Hedy Lamarr was born Hedwig Eva Maria Kiesler to parents Emil and Gertrud Kiesler on November 9th, 1914 in Vienna, Austria. Although Lamarr’s parents were both Jewish, her mother raised her as a Catholic but she was never baptized. She was an only child, which when coupled with the family’s financial comfort, ensured that Lamarr was doted upon — especially by her father. Both parents were involved in raising Lamarr and wanted to instill curiosity and creativity in her. Her father, a successful bank manager, had an interest in science and machinery. He would often talk with Lamarr about technologies such as street cars and the printing press, inspiring her fascination with the way things worked. Lamarr’s mother was a concert pianist and enrolled her daughter in ballet and piano lessons at a very early age, where they discovered her natural gift for performance. As a young child, Lamarr would take apart her music box to understand its inner workings. When she was done, she would attempt to put it back together until she did successfully.

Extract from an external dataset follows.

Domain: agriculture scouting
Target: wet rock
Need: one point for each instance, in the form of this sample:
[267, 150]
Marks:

But outside of the home, Lamarr’s brains were ignored for her beauty. When she was 12, she won a small beauty contest in Vienna, and at age 16, she was discovered by German producer Max Reinhardt while working as a script girl and performing as an extra in Money on the Street (1930). He cast her in a play he was putting up in Vienna called The Weaker Sex. Reinhardt was so taken with her talent and beauty that he brought her to Berlin with him to study acting, where Lamarr garnered the attention of other producers. In 1932, she gained recognition for her role in the controversial film Ecstasy, and this is when Lamarr’s acting career really began to take off.
In 1937, Lamarr divorced her husband Fritz Mandl, who worked in arms production and was a fervent fascist. He was unsupportive of both her acting career and her scientific interests. Thus, when she left him, she wanted to start anew and did so in London. It was in London that Lamarr met Louis B. Mayer, of MGM Studios, and from there she went to Los Angeles, California. Mayer introduced Lamarr to Howard Hughes, whom she dated and would later be friends with but never married. Hughes was very supportive of Lamarr’s intellectual pursuits and encouraged her scientific mind. Around this time, she began working on her own projects in her home, with Hughes, and even in her trailer on set in between scenes. Hughes introduced Lamarr to scientists and engineers at his airplane factories, allowing her access to what went on behind-the-scenes. With the encouragement of people in her life, along with the time and money to experiment, Lamarr began to innovate. She created an upgraded version of a stoplight, a tablet that could be dissolved in water to create a Coca-Cola-like drink, and a design for a faster airplane inspired by the anatomy of birds and fish, which left Hughes in awe of her genius when she showed him.
Everything changed in 1940 when Lamarr attended a dinner party. There, she met George Antheil, an eccentric composer and inventor whose modern music explored the emerging sounds of the first half of the twentieth century. The two discussed their concern for the impending war—Lamarr expressed her guilt over making money in Hollywood while trouble was brewing back home—and what they could possibly do to aid the Allied powers. The two worked tirelessly, putting their brilliant minds together. Lamarr not only brought her understanding of science and engineering, but knowledge she gained of munitions during her first marriage.
Together, Lamarr and Antheil invented a new communication system that was meant to guide torpedoes to their targets using frequency hopping technology. Essentially (and please bear with my explanation—I’m a history major) this system sends a signal that hops across frequencies on radio waves, both with the transmitter and the receiver, and this prevents the interception of the signal across radio waves by the enemy, allowing the torpedo to reach its target. Lamarr and Antheil were able to patent their technology under U.S. Patent No. 2,292,387 in August of 1942. Unfortunately, the Navy did not end up using Lamarr and Antheil’s technology because it was “too cumbersome,” but in the mid-1950s, the Navy shared their concept with a contractor tasked with creating a “sonobuoy” to detect submarines. During the Cuban Missile Crisis of 1962, all US ships that formed the blockade around Cuba were armed with torpedoes that were guided by a ‘frequency hopping’ system. Frequency hopping alone, as an idea, is said to be worth at least $30 billion, but the patent expired without Lamarr seeing a cent. After the rejection from the US Navy, Lamarr focused on supporting the war effort using her celebrity status to her advantage; she traveled around the US selling war bonds and was able to sell millions of dollars’ worth of them.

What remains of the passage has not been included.